510 yıldır tarihe şehadet ediyor

510 yıldır tarihe tanıklık ediyor

Asırlar evvel inşa edilen tarihi cami mimarisi ile namına hayran bırakıyor

KASTAMONU – Kastamonu’da 1513 yılında inşa edilen ve orijinal mimarisi asırlardır masun Yakupağa Camii, manevi iklimi ve tarihi dokusu ile kendisine hayran bırakıyor.

Kastamonu’da, Güç Melik Selim’in hocası Halimi Çelebi aracılığıyla 1513 yılında nesir edilen ve 1547’da Kanuni Melik Süleyman’ın kaynak reisi Yakup Ağabey tarafından onarılarak bugünkü halini düzlük Yakupağa Camii, 510 yıldır tarihe şahitlik ediyor. Yakup Ağabey tarafından düz yazı edilen külliye içerisinde, kesme taştan yapılan ve kubbeleri kurşunla örtülen tarihi caminin mimarisi asırlardır korunuyor. Yapı tekniği ile özen çeken cami, fakülte, imarethane ve sıbyan mektebine cemaat benzeri külliyede saha alması sebebiyle üstelik dikkat çekiyor. Caminin ahşap ahşap kapısı, sedef hastalığı işçiliği ile görenleri hayran bırakıyor. Oyma sanatının sunu gür örneklerinden biri olan husus üzerinde ise “bu Cami’nin kapısı temas ant sevinçle açılsın” ve “ego Allah’ın birliğine şahadet ederim” yazıları saha alıyor.

“Yazları haddinden fazla yoğun konuk ağırlıyoruz”
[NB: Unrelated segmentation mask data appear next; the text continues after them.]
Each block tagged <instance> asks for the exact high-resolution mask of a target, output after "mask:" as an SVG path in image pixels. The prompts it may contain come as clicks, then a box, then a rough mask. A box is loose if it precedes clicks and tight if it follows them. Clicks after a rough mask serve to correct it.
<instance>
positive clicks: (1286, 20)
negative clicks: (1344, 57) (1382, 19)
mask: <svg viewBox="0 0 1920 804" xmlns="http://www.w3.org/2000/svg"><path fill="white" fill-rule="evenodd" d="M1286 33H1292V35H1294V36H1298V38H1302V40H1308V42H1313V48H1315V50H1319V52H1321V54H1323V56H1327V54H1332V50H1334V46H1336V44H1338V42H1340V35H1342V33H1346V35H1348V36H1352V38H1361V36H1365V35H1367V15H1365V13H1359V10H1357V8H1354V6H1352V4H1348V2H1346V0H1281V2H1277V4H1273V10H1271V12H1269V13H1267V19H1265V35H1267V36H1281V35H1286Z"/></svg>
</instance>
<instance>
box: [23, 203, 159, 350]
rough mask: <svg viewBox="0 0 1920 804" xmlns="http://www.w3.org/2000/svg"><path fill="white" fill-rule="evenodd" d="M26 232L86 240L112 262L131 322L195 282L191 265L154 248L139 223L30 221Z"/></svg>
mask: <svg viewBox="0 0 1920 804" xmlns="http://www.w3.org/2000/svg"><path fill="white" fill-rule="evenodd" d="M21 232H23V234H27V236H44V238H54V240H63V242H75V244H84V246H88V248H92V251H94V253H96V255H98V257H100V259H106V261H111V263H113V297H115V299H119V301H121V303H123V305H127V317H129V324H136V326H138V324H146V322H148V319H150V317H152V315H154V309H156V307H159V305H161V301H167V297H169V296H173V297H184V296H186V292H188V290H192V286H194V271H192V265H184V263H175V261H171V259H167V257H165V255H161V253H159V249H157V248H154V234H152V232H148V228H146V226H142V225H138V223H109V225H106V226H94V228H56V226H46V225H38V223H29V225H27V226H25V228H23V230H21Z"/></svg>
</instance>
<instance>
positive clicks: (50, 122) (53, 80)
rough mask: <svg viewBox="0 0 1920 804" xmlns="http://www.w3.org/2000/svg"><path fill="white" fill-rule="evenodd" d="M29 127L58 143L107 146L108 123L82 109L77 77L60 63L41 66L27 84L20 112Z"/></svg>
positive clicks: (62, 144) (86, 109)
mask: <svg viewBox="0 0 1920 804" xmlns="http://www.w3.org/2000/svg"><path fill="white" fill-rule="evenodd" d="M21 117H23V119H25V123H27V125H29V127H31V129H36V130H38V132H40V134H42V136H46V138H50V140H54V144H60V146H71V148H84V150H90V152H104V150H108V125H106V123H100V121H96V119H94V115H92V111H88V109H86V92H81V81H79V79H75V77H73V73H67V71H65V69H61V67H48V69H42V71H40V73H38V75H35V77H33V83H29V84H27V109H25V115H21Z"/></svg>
Yakupağa Camii’nin tarihi ile ilişkin vukuf veren Yakupağa Camii İmam Hatibi Şerafettin Çetinkaya, “Kastamonu, Türk İslam sunma mefret örneklerinin bulunduğu şehirlerden ayrımsız tanesi. Gün Batısı Karadeniz’bile mevcut ilimizi 1461 yılında Fatih Padişah Mehmet, Trabzon seferine giderken Osmanlı topraklarına katmış. Nedeniyle Kastamonu’da Selçuki, Candaroğulları Beyliği ve Osmanı döneminden kalma bir nice yayın bulunmakta. Bu eserlerden aynı tanesi bile Osmanlı’dan gümüze vukuf etmiş Yakupağa Külliyesi ve arkamdaki camidir. Yakupağa Camii, 1513 yılında Halimi Çelebi marifetiyle işlenmiş. Halimi Çelebi Osmanlı devletinin yükseliş padişahlarından biri olan, Ağır Hükümdar Selim’in hocalarından, kendisi de Kastamonuludur. Zımnında bu camiyi yapmış, tıpkısı zamanda külliyenin zir tarafında kâin külliyeyi nesir etmiş. 1547 tarihinde Kanuni Odalık Süleyman’ın hazine sorumlusu Yakupağa bu camiye sınırlı varidat aktarmış, muhtemelen bağışlar angaje. Günümüzde külliyenin önündeki depar kefeli yokuşu adıyla bilinir. Zımnında Kırım’ın Kefe kazasından buraya gelir bağlanmış. Caminin kapısında, ‘bu camiye giren emanet bahtiyar ve Sevinçli aynı şekilde ayrılsın’ ifadesi de yazılıdır. Yazları çokça yoğun mihman ağırlıyoruz. Kışları mülakat anlamında çokça kısıtlı berenarı dilimlerine giriyoruz” dedi.